5. Kein gutgläubiger einredefreier Erwerb der Sicherungsgrundschuld (§ 1192 Abs. 1a BGB): Einer der am häufigsten von den Medien und angeblichen Betroffenen geäußerten Kritikpunkte war die isolierte Vollstreckung aus der Grundschuld trotz vertragsgemäßer Bedienung des Darlehens. Ansatzpunkt war, dass die Sicherungsabrede bei Abtretung des Darlehens nicht automatisch auf den Erwerber übergeht. Nach neuer Regelung kann der Darlehensnehmer dem Forderungserwerber diese Sicherungsabrede nun entgegenhalten. Ein theoretisch möglicher gutgläubiger Erwerb der Sicherungsgrundschuld ohne Kenntnis der Sicherungsabrede wird hiermit ausgeschlossen. Dies war ohnehin nur ein theoretisches Konstrukt, da es in der Praxis zum Marktstandard gehört, dass zwischen Forderungsverkäufer und -erwerber Regelungen zur Einhaltung der Sicherungsabrede getroffen werden.

6. Fälligkeit der Grundschuld nur nach vorheriger Kündigung (§ 1193 Abs. 2 Satz 2 BGB): Die Möglichkeit, eine Grundschuld ohne vorherige Kündigung sofort fällig zu stellen, entfällt. Künftig müssen Sicherungsgrundschulden immer mit einer sechsmonatigen Frist gekündigt werden, bevor die Zwangsvollstreckung aus ihnen betrieben werden kann. Das Gleiche gilt auch für die Zwangsverwaltung eines Grundstücks. Der Gläubiger muss im Zweifelsfalle zu anderen Sicherungsmitteln greifen, um bei rückständigen Darlehen ein Abschöpfen des Cash-Flows aus einem Objekt durch den Schuldner während dieses Zeitraums zu verhindern.

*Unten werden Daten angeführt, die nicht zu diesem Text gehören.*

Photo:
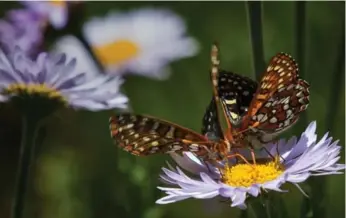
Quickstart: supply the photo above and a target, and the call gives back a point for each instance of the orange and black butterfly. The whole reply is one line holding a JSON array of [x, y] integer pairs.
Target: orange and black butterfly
[[256, 113], [249, 109]]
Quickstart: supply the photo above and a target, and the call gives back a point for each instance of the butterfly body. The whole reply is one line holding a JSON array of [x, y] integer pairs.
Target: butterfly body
[[255, 113]]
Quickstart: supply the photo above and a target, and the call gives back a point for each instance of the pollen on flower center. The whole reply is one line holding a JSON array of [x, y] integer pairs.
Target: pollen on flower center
[[245, 175], [116, 52], [34, 90]]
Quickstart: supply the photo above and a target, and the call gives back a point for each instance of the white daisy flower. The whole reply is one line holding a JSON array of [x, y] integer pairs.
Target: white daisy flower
[[73, 48], [50, 81], [298, 161], [142, 41]]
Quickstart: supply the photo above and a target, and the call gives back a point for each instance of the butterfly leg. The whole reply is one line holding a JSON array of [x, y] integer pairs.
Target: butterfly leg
[[237, 155]]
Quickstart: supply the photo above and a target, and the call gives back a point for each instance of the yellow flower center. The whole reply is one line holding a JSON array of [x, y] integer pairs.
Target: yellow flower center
[[245, 175], [57, 3], [117, 52], [35, 90]]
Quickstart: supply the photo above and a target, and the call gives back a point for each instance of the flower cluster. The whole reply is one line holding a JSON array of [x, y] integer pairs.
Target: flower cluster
[[296, 160]]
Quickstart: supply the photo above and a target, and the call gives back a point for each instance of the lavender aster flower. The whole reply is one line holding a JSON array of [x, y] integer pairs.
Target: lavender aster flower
[[298, 161], [52, 80], [22, 28], [56, 12]]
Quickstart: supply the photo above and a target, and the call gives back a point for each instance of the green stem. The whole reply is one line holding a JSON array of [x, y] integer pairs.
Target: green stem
[[267, 207], [254, 12], [29, 127]]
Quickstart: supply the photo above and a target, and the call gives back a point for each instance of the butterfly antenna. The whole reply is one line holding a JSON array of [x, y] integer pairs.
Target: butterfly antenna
[[215, 63]]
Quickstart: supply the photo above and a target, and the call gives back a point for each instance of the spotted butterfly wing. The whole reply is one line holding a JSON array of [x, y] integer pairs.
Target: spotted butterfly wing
[[143, 135], [236, 93], [210, 125], [280, 97]]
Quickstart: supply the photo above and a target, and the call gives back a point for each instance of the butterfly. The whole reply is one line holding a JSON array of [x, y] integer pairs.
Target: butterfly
[[256, 112], [142, 135]]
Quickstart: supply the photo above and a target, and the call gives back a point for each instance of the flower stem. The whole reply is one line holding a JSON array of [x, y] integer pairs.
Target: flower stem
[[29, 130]]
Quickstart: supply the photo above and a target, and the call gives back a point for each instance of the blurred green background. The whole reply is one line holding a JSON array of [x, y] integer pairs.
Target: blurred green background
[[79, 173]]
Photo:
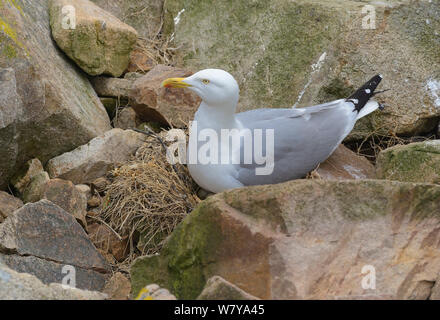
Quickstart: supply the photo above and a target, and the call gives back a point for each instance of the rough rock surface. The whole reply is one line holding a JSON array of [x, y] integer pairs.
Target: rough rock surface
[[218, 288], [415, 162], [112, 87], [345, 164], [143, 15], [33, 192], [140, 61], [126, 119], [64, 194], [167, 106], [286, 53], [40, 238], [106, 241], [23, 177], [306, 239], [53, 272], [118, 287], [8, 204], [22, 286], [93, 160], [43, 97], [154, 292], [99, 43]]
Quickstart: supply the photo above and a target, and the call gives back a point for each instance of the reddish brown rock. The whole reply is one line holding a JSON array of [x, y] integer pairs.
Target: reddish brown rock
[[64, 194], [8, 204], [345, 164], [108, 242], [100, 184], [44, 237], [140, 61], [163, 105], [218, 288]]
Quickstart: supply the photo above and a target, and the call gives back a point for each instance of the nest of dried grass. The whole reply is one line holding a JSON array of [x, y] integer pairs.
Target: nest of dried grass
[[148, 197]]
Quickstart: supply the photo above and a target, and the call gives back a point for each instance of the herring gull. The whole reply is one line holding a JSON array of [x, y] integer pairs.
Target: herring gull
[[298, 139]]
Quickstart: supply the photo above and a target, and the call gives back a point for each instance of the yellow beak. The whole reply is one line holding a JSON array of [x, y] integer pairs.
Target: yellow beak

7. Verschuldensunabhängiger Schadensersatzanspruch bei unberechtigter Zwangsvollstreckung aus einer vollstreckbaren Urkunde (§ 799a ZPO): Ein Darlehensnehmer, der sich nach Forderungsübergang auf eine Bank oder einen Finanzinvestor unberechtigten Zwangsmaßnahmen gegen sein Grundstück ausgesetzt sieht, hat Anspruch auf Schadensersatz gegen den bisherigen Gläubiger. Nach neuer Regelung ist es nicht mehr erforderlich, dass den Darlehensgeber ein Verschulden trifft, er also von der Unzulässigkeit der Vollstreckungsmaßnahmen Kenntnis hatte. Auch hiermit reagiert der Gesetzgeber auf vermeintliche Missbrauchsfälle aus der Praxis, die jedoch allesamt von den Forderungsinhabern widerlegt werden konnten.2)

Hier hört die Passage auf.